The absence of a sales strategy is all the more confounding when you consider the political stakes. The upcoming midterm elections were supposed to be about the economy. That was perhaps Trump’s most effective issue in the 2024 presidential campaign, as voters grew frustrated with the stubborn inflation that permeated Joe Biden’s presidency. Trump vowed to fix it, but his record over the past 15 months is inconsistent: Yes, inflation has cooled some, but last month’s jobs report was brutal; the president’s tariffs have created confusion and kept costs high; and the economy is starkly stratified—the rich are doing great, and everyone else is decidedly less so. Republicans have been on a losing streak in a series of elections, and poll after poll reveals a clear disapproval of Trump’s handling of the economy.
But there were some real silver linings. Chief among them: gas prices. Ron Klain, who was Biden’s first White House chief of staff, told me a few years ago that the first thing he did each morning while in that role—even before seeing if the president had called—was check the price of a gallon of gas. Bill Clinton was equally obsessed, realizing that gas-station signs were billboards for the nation’s economy. Trump made the low cost of gas a staple in his stump speech and gave it a central spot in his State of the Union address a few weeks ago. It was key in White House talking points for Republicans pitching voters to keep them in power: See, things are getting better. Give us time to finish the job.
That pitch just got harder to make. Even before the war began, most Republicans privately acknowledged that keeping the House would be challenging. Now they will be forced to defend a war that, polls show, Americans didn’t want. Already, seven U.S. soldiers have died, and approximately 140 more have been injured. Tens of thousands of Americans were stranded in the Middle East after the Trump administration did not facilitate their departure—or evacuate government outposts—before Iran retaliated. And, of course, there is the price of gas. The average cost of a gallon has jumped by more than 50 cents since the conflict began. This spike has been the subject of relentless news coverage and, yes, has been splashed across those gas-station billboards. Even for voters who rarely care about foreign policy, the rising cost of filling up their tank has been unavoidable. And more price hikes are likely coming to airfare, shipping, and groceries, just to name a few.

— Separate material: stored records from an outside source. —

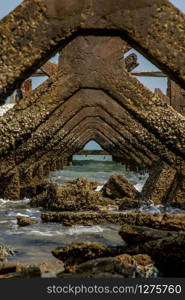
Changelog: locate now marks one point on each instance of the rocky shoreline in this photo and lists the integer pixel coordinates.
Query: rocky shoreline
(153, 244)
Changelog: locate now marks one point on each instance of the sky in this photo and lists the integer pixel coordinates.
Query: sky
(8, 5)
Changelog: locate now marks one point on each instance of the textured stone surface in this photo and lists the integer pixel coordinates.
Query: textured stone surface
(119, 187)
(136, 122)
(52, 23)
(24, 221)
(157, 221)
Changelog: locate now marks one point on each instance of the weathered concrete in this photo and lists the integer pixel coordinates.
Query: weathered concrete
(142, 127)
(177, 96)
(52, 23)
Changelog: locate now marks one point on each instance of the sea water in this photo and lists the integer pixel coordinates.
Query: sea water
(33, 244)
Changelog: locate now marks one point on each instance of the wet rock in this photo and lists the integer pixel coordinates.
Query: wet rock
(164, 221)
(76, 254)
(40, 200)
(101, 267)
(159, 185)
(129, 203)
(78, 196)
(123, 265)
(166, 248)
(10, 186)
(17, 270)
(5, 251)
(141, 234)
(51, 268)
(25, 221)
(119, 187)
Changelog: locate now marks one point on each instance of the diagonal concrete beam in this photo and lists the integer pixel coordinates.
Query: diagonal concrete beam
(28, 42)
(97, 66)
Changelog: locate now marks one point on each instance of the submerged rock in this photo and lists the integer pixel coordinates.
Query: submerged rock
(165, 221)
(141, 234)
(25, 221)
(5, 251)
(97, 260)
(129, 203)
(119, 187)
(167, 248)
(78, 196)
(17, 270)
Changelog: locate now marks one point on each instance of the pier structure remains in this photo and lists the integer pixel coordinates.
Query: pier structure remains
(92, 93)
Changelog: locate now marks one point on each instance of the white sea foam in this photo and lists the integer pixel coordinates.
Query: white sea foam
(139, 186)
(84, 229)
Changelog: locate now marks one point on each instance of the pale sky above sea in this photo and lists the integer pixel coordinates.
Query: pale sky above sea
(8, 5)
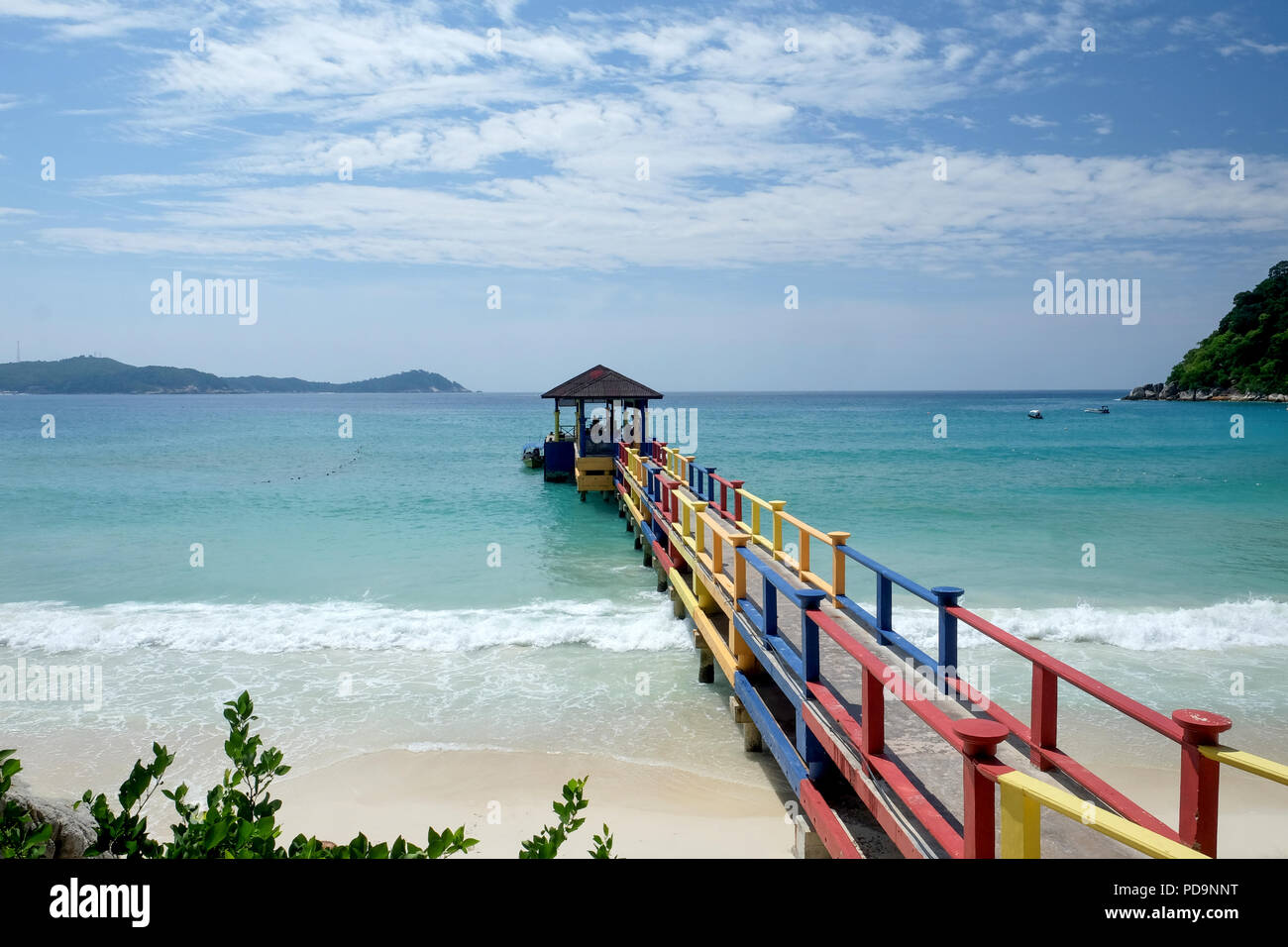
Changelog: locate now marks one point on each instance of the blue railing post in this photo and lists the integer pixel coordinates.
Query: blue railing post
(810, 599)
(806, 744)
(769, 603)
(947, 596)
(885, 611)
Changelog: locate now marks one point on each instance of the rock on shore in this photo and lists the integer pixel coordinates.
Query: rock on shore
(1172, 392)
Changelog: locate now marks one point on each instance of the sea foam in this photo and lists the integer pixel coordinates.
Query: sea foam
(270, 628)
(642, 624)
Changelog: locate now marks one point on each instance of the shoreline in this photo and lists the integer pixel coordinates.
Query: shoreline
(505, 796)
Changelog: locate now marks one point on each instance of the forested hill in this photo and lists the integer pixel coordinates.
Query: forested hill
(1244, 359)
(89, 375)
(1248, 351)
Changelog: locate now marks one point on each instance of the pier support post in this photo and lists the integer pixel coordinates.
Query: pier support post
(807, 844)
(979, 742)
(1201, 779)
(706, 665)
(751, 741)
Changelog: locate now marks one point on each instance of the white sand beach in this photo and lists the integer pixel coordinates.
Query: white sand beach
(502, 797)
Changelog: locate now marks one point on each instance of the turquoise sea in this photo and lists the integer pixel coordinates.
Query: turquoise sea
(416, 586)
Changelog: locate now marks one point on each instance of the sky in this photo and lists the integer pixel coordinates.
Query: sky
(509, 192)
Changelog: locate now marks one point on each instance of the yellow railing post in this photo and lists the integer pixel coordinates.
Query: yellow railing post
(837, 565)
(699, 539)
(777, 508)
(1021, 823)
(739, 566)
(743, 655)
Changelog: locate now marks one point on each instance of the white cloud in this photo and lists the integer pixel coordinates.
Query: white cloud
(1031, 121)
(1104, 124)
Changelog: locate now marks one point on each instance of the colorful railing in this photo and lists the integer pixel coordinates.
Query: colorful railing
(674, 527)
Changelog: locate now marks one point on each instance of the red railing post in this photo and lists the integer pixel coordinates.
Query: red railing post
(872, 719)
(979, 741)
(1201, 779)
(737, 500)
(1043, 718)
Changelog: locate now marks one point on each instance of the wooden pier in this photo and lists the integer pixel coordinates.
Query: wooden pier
(888, 750)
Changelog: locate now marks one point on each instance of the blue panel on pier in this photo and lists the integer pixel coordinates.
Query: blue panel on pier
(559, 457)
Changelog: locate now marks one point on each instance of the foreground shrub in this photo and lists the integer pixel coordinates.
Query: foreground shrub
(239, 818)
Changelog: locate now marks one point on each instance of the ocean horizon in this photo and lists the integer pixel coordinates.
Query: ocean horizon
(413, 586)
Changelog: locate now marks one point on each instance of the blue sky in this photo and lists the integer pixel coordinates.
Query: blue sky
(516, 166)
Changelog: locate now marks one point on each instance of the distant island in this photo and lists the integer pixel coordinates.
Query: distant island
(1245, 359)
(89, 375)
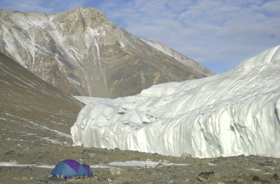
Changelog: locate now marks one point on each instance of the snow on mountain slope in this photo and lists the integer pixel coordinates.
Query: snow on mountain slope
(83, 53)
(179, 57)
(233, 113)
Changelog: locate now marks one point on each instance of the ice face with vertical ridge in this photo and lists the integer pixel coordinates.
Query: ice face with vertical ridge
(233, 113)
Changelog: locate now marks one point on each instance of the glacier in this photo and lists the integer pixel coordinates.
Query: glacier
(232, 113)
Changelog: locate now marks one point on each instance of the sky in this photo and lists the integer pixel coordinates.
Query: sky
(218, 34)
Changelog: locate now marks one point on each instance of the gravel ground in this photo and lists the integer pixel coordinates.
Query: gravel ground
(241, 169)
(35, 121)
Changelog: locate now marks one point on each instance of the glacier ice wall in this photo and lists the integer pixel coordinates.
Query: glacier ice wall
(233, 113)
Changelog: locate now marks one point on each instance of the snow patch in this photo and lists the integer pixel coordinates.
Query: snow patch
(233, 113)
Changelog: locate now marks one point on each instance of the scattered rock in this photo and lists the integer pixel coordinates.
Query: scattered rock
(186, 155)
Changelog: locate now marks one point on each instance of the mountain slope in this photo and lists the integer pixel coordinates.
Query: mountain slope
(31, 109)
(233, 113)
(83, 53)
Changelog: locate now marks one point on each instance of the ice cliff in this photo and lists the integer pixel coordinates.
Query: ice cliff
(233, 113)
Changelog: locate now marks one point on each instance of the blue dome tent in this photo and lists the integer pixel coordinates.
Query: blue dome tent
(71, 168)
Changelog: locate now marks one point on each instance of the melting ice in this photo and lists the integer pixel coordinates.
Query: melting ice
(233, 113)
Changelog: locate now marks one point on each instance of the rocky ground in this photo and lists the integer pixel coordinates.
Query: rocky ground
(241, 169)
(35, 121)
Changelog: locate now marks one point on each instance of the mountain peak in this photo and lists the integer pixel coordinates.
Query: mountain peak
(83, 53)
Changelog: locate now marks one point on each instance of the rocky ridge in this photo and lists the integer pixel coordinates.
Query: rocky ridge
(83, 53)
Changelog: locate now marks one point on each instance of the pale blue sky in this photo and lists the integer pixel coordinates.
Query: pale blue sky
(216, 33)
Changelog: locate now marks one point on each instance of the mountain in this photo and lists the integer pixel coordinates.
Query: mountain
(83, 53)
(232, 113)
(32, 110)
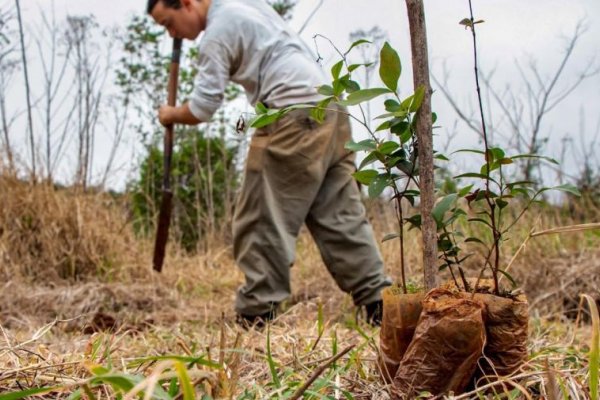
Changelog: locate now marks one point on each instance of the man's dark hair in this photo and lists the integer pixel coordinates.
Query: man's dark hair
(168, 3)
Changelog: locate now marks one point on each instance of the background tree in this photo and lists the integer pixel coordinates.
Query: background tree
(204, 171)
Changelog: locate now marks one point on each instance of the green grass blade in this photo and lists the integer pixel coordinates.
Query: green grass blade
(272, 365)
(594, 360)
(186, 385)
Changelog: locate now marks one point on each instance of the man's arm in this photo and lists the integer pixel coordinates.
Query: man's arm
(168, 115)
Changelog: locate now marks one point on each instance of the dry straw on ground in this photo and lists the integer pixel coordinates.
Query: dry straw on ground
(64, 308)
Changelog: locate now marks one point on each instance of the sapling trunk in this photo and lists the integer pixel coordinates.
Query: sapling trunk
(418, 38)
(493, 222)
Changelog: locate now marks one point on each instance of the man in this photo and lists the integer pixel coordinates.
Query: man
(297, 171)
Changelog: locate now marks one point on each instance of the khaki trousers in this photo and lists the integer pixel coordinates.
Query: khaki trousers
(298, 171)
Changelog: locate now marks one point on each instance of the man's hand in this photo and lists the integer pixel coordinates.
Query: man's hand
(168, 115)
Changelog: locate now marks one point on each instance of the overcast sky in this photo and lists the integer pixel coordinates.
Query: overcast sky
(514, 30)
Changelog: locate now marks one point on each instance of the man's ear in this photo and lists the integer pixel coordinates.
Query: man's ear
(187, 3)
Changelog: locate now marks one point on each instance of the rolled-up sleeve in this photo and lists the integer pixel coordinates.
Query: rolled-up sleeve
(211, 80)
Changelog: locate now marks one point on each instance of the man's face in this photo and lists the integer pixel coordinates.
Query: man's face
(185, 22)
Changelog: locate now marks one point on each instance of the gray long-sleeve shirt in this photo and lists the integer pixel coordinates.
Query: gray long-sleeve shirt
(245, 41)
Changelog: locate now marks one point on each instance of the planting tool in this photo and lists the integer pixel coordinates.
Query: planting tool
(164, 216)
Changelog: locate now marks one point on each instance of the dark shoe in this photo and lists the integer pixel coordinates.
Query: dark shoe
(374, 313)
(254, 321)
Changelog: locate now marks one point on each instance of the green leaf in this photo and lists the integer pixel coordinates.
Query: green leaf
(568, 188)
(265, 119)
(363, 145)
(483, 221)
(186, 385)
(501, 203)
(365, 177)
(377, 185)
(369, 159)
(391, 105)
(361, 96)
(442, 207)
(417, 99)
(390, 67)
(405, 136)
(353, 67)
(356, 43)
(325, 90)
(551, 160)
(496, 153)
(465, 191)
(415, 221)
(388, 147)
(123, 382)
(261, 108)
(390, 236)
(350, 85)
(384, 125)
(336, 69)
(319, 112)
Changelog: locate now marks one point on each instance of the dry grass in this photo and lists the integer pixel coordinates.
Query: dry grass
(58, 285)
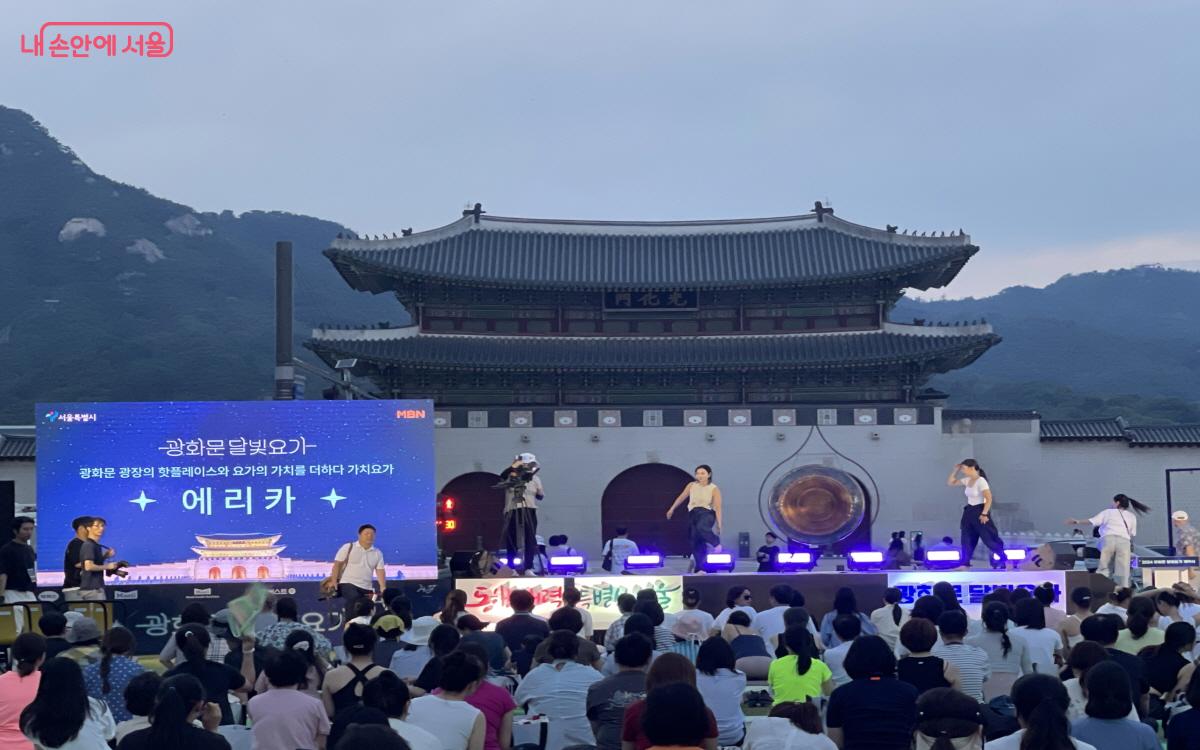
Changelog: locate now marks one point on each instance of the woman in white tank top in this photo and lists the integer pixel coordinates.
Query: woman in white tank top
(703, 514)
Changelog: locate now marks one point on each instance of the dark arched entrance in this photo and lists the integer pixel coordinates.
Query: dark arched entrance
(637, 498)
(479, 510)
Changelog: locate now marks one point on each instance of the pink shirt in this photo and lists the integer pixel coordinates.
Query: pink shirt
(16, 693)
(286, 719)
(493, 702)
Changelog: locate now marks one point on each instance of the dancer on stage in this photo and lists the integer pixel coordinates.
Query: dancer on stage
(703, 514)
(1117, 527)
(522, 492)
(977, 523)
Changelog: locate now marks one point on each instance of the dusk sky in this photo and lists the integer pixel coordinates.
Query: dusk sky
(1061, 136)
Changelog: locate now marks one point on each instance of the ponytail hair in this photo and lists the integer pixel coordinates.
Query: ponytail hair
(893, 597)
(1042, 702)
(117, 642)
(175, 700)
(995, 619)
(193, 642)
(975, 465)
(1123, 502)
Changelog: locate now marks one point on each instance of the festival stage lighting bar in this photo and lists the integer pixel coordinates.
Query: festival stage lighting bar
(796, 561)
(718, 562)
(865, 559)
(643, 561)
(568, 563)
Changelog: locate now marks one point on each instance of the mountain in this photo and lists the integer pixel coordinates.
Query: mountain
(1122, 342)
(111, 293)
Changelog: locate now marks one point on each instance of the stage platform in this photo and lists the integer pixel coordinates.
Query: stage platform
(151, 611)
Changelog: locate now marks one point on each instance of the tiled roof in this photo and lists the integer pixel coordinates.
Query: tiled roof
(17, 447)
(1164, 435)
(988, 414)
(1111, 429)
(408, 348)
(523, 253)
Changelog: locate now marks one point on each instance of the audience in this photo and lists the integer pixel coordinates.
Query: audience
(1009, 658)
(18, 687)
(798, 676)
(108, 678)
(413, 653)
(1139, 631)
(285, 718)
(616, 631)
(667, 670)
(675, 717)
(495, 702)
(721, 685)
(61, 715)
(139, 697)
(737, 599)
(844, 605)
(179, 705)
(343, 685)
(609, 697)
(587, 653)
(447, 714)
(1041, 702)
(1109, 700)
(216, 678)
(559, 691)
(522, 623)
(972, 663)
(921, 669)
(874, 709)
(948, 720)
(789, 726)
(891, 617)
(748, 646)
(846, 628)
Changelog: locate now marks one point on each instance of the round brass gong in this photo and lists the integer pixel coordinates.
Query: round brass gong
(817, 504)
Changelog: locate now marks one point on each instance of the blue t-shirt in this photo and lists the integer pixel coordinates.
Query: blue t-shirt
(1115, 733)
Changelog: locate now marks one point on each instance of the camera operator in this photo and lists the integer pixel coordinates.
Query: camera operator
(522, 491)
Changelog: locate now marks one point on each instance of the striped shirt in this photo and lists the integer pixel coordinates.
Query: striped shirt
(975, 666)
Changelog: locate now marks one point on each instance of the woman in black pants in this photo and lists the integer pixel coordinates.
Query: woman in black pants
(703, 514)
(977, 523)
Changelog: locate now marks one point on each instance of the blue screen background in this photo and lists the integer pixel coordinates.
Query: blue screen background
(400, 504)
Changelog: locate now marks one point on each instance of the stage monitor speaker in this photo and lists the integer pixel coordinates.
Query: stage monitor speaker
(7, 509)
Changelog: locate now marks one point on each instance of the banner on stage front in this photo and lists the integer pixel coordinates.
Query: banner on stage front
(599, 595)
(972, 586)
(238, 490)
(489, 598)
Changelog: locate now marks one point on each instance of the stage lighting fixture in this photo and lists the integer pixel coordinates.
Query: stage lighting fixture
(865, 559)
(568, 564)
(718, 562)
(942, 559)
(787, 562)
(641, 562)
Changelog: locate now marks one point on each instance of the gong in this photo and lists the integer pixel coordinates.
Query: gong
(817, 504)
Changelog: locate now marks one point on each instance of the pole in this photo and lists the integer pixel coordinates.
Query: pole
(285, 371)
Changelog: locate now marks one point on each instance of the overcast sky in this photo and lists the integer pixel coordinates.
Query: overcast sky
(1061, 136)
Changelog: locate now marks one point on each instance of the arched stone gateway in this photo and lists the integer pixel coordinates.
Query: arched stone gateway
(637, 498)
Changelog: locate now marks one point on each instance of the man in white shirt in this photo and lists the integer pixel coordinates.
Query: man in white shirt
(355, 564)
(621, 547)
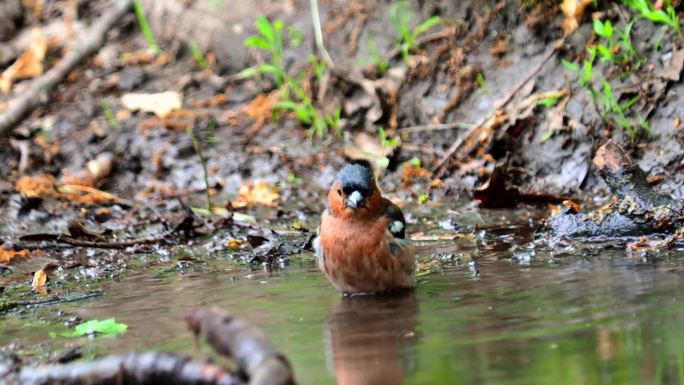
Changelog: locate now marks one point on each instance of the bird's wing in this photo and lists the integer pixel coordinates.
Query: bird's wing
(396, 224)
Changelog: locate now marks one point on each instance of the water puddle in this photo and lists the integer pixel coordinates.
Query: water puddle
(499, 314)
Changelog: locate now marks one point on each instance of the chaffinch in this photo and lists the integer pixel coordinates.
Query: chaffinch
(361, 244)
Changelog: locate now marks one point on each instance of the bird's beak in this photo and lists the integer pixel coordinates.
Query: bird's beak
(354, 200)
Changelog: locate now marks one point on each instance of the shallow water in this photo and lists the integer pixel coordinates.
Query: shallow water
(590, 314)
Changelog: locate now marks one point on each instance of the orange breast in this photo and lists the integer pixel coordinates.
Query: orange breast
(356, 256)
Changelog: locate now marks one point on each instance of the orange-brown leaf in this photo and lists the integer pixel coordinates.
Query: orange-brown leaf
(41, 186)
(257, 194)
(28, 65)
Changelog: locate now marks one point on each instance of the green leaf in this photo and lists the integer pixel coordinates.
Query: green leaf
(599, 28)
(107, 327)
(423, 198)
(257, 42)
(426, 25)
(605, 53)
(414, 162)
(570, 65)
(548, 102)
(266, 28)
(296, 36)
(549, 134)
(608, 30)
(300, 111)
(249, 72)
(628, 104)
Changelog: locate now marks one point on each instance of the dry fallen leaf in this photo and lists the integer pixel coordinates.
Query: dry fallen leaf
(95, 170)
(41, 186)
(161, 104)
(6, 256)
(39, 280)
(257, 194)
(87, 195)
(573, 10)
(28, 65)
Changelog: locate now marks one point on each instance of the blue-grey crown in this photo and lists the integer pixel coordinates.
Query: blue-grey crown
(356, 177)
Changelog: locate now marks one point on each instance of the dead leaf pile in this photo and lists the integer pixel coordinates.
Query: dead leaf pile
(257, 193)
(45, 186)
(411, 174)
(573, 10)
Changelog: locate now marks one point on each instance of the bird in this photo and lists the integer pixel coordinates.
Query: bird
(361, 245)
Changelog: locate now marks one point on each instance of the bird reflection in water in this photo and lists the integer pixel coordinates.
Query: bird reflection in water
(368, 335)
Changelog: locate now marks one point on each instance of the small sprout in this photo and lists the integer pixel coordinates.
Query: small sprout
(548, 135)
(548, 101)
(296, 36)
(381, 64)
(106, 327)
(198, 56)
(401, 15)
(109, 115)
(294, 179)
(481, 82)
(198, 148)
(145, 27)
(318, 67)
(385, 141)
(423, 198)
(648, 11)
(570, 65)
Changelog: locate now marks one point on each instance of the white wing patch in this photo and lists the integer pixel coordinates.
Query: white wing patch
(316, 244)
(396, 227)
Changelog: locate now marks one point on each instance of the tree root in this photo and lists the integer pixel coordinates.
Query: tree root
(258, 363)
(636, 209)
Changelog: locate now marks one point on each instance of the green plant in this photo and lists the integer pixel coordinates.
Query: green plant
(401, 16)
(109, 115)
(145, 27)
(198, 56)
(381, 64)
(549, 101)
(318, 67)
(107, 327)
(385, 143)
(196, 142)
(423, 198)
(647, 11)
(605, 103)
(618, 48)
(271, 41)
(293, 97)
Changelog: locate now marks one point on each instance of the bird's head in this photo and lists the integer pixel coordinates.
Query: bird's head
(354, 193)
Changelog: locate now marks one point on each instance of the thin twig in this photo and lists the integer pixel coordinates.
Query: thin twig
(42, 87)
(443, 34)
(440, 169)
(316, 18)
(435, 127)
(530, 74)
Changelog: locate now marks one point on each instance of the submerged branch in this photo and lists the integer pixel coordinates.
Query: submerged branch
(247, 345)
(136, 368)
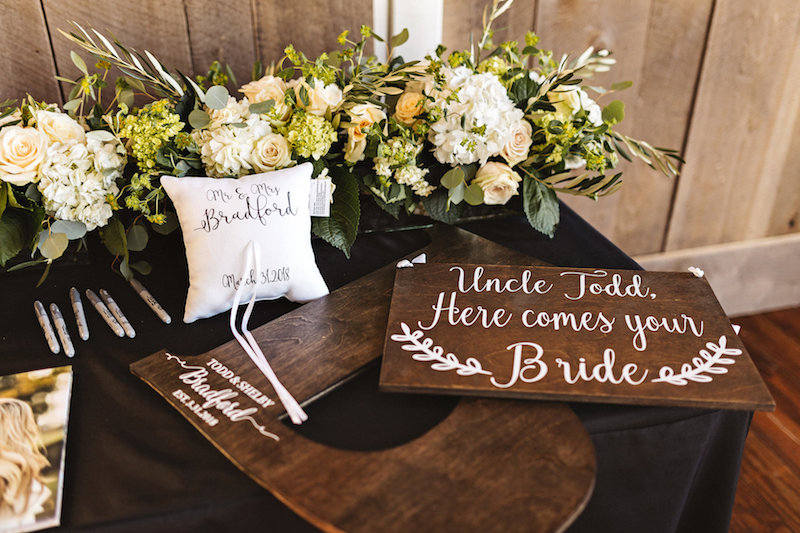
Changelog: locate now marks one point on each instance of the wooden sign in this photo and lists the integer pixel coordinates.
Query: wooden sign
(491, 465)
(588, 335)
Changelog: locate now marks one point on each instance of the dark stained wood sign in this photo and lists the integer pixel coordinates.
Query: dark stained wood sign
(590, 335)
(531, 470)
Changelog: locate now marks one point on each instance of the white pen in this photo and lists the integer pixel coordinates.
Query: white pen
(61, 329)
(105, 313)
(44, 322)
(148, 298)
(117, 312)
(80, 315)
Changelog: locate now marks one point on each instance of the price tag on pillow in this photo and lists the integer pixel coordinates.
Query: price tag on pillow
(320, 197)
(220, 216)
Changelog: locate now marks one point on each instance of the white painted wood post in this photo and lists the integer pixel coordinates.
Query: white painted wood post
(422, 18)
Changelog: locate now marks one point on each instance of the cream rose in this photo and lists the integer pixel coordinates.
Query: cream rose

Elections are in many cases won or lost on economic issues. But there are moments when Americans are willing to endure fiscal hardship or accept that the nation will make sacrifices for a greater good. Presidents of the past have made a point of convincing Americans that it was worth it. Franklin D. Roosevelt famously made the case for World War II, and his nation endured years of rations while sending a generation of young men off to battle. George H. W. Bush built an international coalition and sold the public on the need to push Iraqi forces out of Kuwait. And although the public would eventually sour on his son’s own war in Iraq the following decade, George W. Bush made the case for the conflict.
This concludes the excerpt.